It was developed with MOVILENS' 100K dataset and Surprise library. A content-based and collaborative-based recommendation system was used.
Data Set Among the data sets published by MOVILENS; The data set with 100k votes (1-5), 943 users and a total of 1682 films was used in this project. The data set contains data such as age, gender, occupation in the user file. Each user has rated at least 20 movies. In the movie data set, there are attributes such as id, movie name and types of movies for each movie. there is no metadata to summarize the movie for the movies in the 100k dataset. Therefore, only movie types will be used for content-based filtering.
Attributes such as profession, gender, release date of the film that will not be used in the project will not be included in the data frames that will be newly created by going through the ver selection stage, as mentioned in the information discovery process.
There are 19 unique film types in the data set. The genre distribution of films was shown on a graph. Here, the list we created for the species was used.
In the project, the weighted rating formula used by IMDB in the popularity-based recommendation system was used.

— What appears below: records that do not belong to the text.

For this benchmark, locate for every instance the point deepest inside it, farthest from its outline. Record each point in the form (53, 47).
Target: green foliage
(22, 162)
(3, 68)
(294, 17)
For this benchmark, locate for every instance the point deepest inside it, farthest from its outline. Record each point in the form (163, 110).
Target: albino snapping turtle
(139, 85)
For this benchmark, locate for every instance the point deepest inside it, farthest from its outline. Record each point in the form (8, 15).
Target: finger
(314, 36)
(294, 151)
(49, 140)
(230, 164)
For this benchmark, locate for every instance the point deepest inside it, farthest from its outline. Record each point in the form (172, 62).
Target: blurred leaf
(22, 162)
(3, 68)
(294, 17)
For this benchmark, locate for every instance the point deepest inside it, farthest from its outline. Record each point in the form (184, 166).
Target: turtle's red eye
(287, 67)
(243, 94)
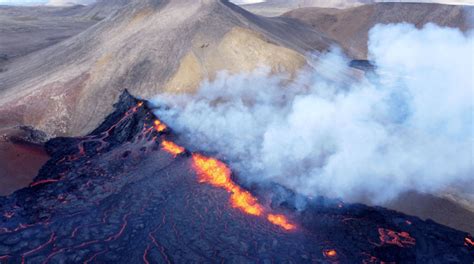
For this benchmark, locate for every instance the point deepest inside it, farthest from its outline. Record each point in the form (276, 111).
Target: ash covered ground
(122, 195)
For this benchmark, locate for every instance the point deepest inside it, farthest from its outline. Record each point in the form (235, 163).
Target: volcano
(128, 192)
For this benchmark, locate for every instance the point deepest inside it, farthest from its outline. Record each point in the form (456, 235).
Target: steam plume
(408, 127)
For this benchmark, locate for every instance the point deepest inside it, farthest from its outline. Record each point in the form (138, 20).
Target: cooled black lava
(115, 196)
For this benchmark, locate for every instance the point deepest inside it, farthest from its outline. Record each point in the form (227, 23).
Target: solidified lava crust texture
(127, 193)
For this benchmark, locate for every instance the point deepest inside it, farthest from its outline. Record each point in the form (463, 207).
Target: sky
(59, 2)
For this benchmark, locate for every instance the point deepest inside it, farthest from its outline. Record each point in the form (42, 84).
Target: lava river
(129, 193)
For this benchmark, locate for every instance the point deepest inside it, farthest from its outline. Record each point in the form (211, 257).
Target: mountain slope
(350, 27)
(149, 46)
(119, 195)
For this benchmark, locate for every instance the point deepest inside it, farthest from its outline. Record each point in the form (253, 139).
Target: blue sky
(23, 2)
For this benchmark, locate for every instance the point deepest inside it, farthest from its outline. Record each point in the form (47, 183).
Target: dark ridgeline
(115, 196)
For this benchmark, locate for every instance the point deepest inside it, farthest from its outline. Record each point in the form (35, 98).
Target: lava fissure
(122, 187)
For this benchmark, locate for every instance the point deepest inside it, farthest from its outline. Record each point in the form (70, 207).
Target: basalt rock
(115, 196)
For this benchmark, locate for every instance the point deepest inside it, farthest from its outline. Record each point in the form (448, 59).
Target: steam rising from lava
(409, 126)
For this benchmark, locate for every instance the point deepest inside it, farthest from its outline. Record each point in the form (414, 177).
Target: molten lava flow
(330, 253)
(159, 126)
(280, 220)
(400, 239)
(171, 147)
(217, 173)
(469, 241)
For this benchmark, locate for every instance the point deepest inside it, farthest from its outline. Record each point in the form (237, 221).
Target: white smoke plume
(410, 126)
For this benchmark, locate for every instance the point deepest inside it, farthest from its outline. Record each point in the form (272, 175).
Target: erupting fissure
(218, 174)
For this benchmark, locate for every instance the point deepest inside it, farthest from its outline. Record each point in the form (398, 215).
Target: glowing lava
(280, 220)
(171, 147)
(400, 239)
(330, 253)
(469, 241)
(218, 174)
(159, 126)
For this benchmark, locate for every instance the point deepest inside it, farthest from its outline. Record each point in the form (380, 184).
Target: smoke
(409, 126)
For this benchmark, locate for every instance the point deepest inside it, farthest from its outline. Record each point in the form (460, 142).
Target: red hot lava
(400, 239)
(217, 173)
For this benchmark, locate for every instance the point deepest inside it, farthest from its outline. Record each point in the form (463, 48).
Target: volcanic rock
(350, 27)
(116, 196)
(149, 46)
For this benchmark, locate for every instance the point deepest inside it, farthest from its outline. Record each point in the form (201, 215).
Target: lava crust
(126, 193)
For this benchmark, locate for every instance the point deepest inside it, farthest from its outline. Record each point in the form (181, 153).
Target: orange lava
(171, 147)
(469, 241)
(280, 220)
(401, 239)
(159, 126)
(216, 173)
(330, 253)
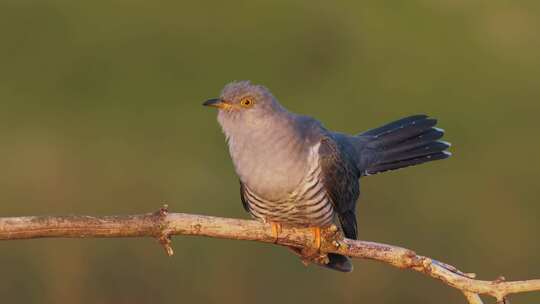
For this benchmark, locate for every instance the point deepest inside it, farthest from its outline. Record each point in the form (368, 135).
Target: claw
(276, 230)
(317, 233)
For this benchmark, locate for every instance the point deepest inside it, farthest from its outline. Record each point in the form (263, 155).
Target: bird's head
(244, 105)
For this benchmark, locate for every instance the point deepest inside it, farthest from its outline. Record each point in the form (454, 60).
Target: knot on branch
(164, 235)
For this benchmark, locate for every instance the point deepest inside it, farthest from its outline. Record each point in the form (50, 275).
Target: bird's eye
(247, 102)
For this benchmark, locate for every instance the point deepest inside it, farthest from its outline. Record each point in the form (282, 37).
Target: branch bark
(162, 225)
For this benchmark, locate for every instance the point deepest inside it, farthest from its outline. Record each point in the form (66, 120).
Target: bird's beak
(215, 103)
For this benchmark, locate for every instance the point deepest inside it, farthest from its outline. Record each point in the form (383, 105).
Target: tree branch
(162, 225)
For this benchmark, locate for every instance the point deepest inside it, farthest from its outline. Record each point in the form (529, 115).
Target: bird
(294, 171)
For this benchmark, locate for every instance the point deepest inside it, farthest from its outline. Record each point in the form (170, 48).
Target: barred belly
(308, 205)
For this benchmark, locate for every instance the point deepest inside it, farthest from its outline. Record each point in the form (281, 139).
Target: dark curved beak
(214, 102)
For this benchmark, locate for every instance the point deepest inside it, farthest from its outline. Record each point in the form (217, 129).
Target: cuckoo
(294, 171)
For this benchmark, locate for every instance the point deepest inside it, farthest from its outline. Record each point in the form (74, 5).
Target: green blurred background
(100, 113)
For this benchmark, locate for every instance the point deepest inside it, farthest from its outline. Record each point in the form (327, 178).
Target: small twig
(162, 224)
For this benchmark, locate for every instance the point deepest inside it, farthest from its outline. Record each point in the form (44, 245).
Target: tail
(407, 142)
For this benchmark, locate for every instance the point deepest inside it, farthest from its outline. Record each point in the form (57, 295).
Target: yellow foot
(276, 230)
(317, 236)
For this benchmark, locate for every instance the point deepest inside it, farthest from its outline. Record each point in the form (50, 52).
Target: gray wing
(340, 176)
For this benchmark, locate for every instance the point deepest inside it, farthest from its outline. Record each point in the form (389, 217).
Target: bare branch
(162, 224)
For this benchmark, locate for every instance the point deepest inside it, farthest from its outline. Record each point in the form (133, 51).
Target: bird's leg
(276, 230)
(317, 235)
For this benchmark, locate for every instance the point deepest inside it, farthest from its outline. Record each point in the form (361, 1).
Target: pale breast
(306, 205)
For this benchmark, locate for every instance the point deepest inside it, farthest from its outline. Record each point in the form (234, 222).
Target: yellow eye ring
(247, 102)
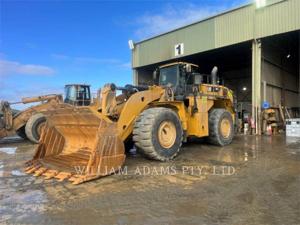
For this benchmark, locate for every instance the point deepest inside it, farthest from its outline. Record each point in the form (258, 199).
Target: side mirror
(188, 68)
(198, 79)
(155, 75)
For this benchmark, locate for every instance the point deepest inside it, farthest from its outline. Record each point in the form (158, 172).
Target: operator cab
(179, 76)
(77, 94)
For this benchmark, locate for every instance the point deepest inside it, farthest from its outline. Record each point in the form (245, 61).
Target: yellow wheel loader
(29, 122)
(81, 144)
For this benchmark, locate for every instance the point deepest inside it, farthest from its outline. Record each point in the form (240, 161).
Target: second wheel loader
(29, 123)
(81, 144)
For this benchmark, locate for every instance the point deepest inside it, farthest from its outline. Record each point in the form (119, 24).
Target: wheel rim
(225, 128)
(167, 134)
(40, 128)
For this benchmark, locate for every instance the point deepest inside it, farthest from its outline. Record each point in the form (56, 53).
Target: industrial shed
(256, 48)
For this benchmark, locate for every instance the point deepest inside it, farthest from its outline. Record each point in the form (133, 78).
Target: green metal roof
(232, 27)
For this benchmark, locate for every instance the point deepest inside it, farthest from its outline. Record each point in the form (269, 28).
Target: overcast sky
(46, 44)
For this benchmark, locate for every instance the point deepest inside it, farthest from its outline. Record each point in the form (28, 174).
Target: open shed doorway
(234, 70)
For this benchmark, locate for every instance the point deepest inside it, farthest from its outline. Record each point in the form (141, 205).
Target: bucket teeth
(39, 171)
(32, 168)
(50, 174)
(77, 145)
(62, 176)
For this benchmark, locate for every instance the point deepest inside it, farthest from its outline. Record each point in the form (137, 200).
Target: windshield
(168, 75)
(70, 92)
(74, 93)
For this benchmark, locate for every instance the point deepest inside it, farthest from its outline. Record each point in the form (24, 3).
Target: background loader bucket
(78, 146)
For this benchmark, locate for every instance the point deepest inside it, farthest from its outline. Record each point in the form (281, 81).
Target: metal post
(135, 77)
(256, 85)
(299, 71)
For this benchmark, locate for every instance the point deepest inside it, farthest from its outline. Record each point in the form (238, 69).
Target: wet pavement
(255, 180)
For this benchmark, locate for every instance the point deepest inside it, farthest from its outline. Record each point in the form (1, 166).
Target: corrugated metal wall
(237, 26)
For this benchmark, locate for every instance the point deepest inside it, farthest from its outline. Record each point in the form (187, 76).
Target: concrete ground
(256, 180)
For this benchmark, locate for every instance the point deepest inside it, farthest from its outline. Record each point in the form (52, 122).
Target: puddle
(9, 151)
(17, 173)
(293, 145)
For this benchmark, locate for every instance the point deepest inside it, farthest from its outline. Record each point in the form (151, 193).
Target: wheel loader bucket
(78, 146)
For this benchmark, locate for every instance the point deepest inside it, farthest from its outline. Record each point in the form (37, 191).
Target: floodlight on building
(260, 3)
(131, 44)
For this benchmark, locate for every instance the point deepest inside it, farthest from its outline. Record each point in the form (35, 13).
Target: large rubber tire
(32, 128)
(216, 116)
(146, 129)
(21, 132)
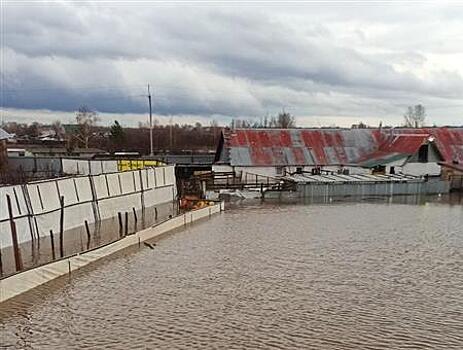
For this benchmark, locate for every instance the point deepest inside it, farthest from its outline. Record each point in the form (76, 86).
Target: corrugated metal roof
(280, 147)
(4, 135)
(283, 147)
(338, 178)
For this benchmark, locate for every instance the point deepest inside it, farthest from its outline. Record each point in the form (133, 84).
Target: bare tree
(86, 119)
(58, 129)
(414, 116)
(285, 120)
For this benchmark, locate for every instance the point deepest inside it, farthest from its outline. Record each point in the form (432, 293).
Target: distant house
(4, 136)
(275, 152)
(52, 151)
(413, 154)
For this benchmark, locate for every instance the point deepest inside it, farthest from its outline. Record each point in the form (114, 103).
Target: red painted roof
(274, 147)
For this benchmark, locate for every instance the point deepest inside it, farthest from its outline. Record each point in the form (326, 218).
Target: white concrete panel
(113, 184)
(67, 188)
(111, 206)
(82, 166)
(18, 206)
(127, 182)
(101, 189)
(84, 188)
(170, 175)
(69, 166)
(95, 167)
(44, 196)
(159, 176)
(109, 166)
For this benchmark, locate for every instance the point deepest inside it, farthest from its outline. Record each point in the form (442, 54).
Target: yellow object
(136, 164)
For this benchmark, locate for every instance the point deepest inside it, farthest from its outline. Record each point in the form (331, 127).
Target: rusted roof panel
(280, 147)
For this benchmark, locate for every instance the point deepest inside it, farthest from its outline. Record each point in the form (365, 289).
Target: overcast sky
(326, 63)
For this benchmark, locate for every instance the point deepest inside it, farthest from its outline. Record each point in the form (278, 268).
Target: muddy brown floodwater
(286, 276)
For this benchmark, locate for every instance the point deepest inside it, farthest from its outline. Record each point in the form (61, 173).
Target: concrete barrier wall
(37, 206)
(22, 282)
(363, 189)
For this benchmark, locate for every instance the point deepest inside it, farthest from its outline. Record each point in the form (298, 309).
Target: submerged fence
(47, 167)
(45, 208)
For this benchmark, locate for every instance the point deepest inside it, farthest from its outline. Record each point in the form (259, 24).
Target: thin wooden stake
(52, 240)
(61, 228)
(135, 215)
(14, 237)
(119, 215)
(87, 229)
(126, 223)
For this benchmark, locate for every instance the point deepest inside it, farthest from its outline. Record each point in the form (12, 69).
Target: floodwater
(283, 276)
(39, 252)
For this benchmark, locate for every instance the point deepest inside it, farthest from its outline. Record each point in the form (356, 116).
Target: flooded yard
(345, 275)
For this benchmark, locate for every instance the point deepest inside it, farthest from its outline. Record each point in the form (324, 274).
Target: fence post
(87, 229)
(14, 237)
(52, 245)
(61, 228)
(119, 215)
(126, 223)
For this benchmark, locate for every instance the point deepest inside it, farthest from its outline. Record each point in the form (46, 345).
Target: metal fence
(45, 210)
(456, 182)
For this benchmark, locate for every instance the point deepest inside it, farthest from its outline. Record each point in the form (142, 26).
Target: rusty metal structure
(321, 147)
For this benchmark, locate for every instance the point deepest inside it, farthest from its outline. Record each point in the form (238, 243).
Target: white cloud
(340, 61)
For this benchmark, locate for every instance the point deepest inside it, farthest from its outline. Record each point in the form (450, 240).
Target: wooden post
(52, 240)
(1, 263)
(119, 215)
(14, 237)
(135, 215)
(126, 223)
(87, 229)
(61, 228)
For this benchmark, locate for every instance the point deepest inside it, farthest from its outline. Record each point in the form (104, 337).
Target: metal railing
(456, 182)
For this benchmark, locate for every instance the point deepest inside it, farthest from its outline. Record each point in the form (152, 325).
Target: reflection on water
(272, 275)
(77, 240)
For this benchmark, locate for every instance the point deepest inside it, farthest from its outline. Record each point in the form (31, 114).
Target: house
(4, 136)
(275, 152)
(413, 154)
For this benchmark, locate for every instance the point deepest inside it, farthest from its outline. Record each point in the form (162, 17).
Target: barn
(276, 152)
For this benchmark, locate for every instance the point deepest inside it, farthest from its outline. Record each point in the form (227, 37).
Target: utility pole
(151, 123)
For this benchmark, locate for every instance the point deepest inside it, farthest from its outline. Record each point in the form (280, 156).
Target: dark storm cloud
(236, 61)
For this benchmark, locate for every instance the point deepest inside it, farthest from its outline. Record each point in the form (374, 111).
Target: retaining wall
(27, 280)
(36, 206)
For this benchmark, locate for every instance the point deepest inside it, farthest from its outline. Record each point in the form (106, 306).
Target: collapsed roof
(306, 147)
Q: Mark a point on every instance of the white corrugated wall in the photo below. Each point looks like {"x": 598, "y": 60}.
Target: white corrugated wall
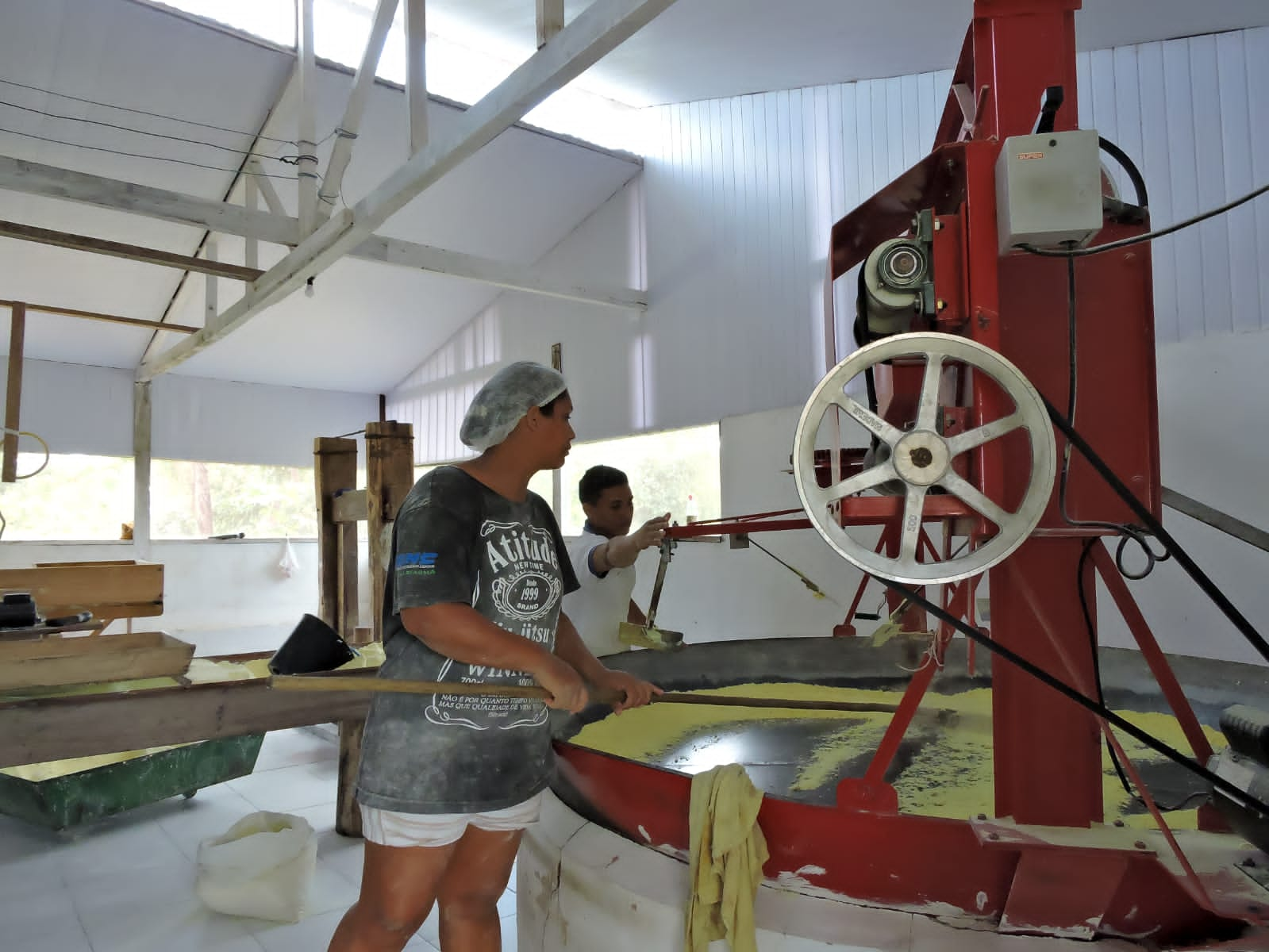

We see that the most popular movie is Star Wars. Indeed, when we look at it, it is obvious that the 10 films on the list are also films that have been watched a lot and have received good votes.
Another method used in the project is content-based filtering. Since there are no words to summarize the films in the data set here, the operations were performed over genres. When definitions are made, the recommendation process is performed by calculating similarities in the film-type matrix using the cosine similarity method mentioned.
The Surprise library was used for collaborative filtering. The library offers us many popular approaches ready-made. The approaches such as SVD and KNN mentioned while making the definitions were used in the project. The results are visible at the end of the project.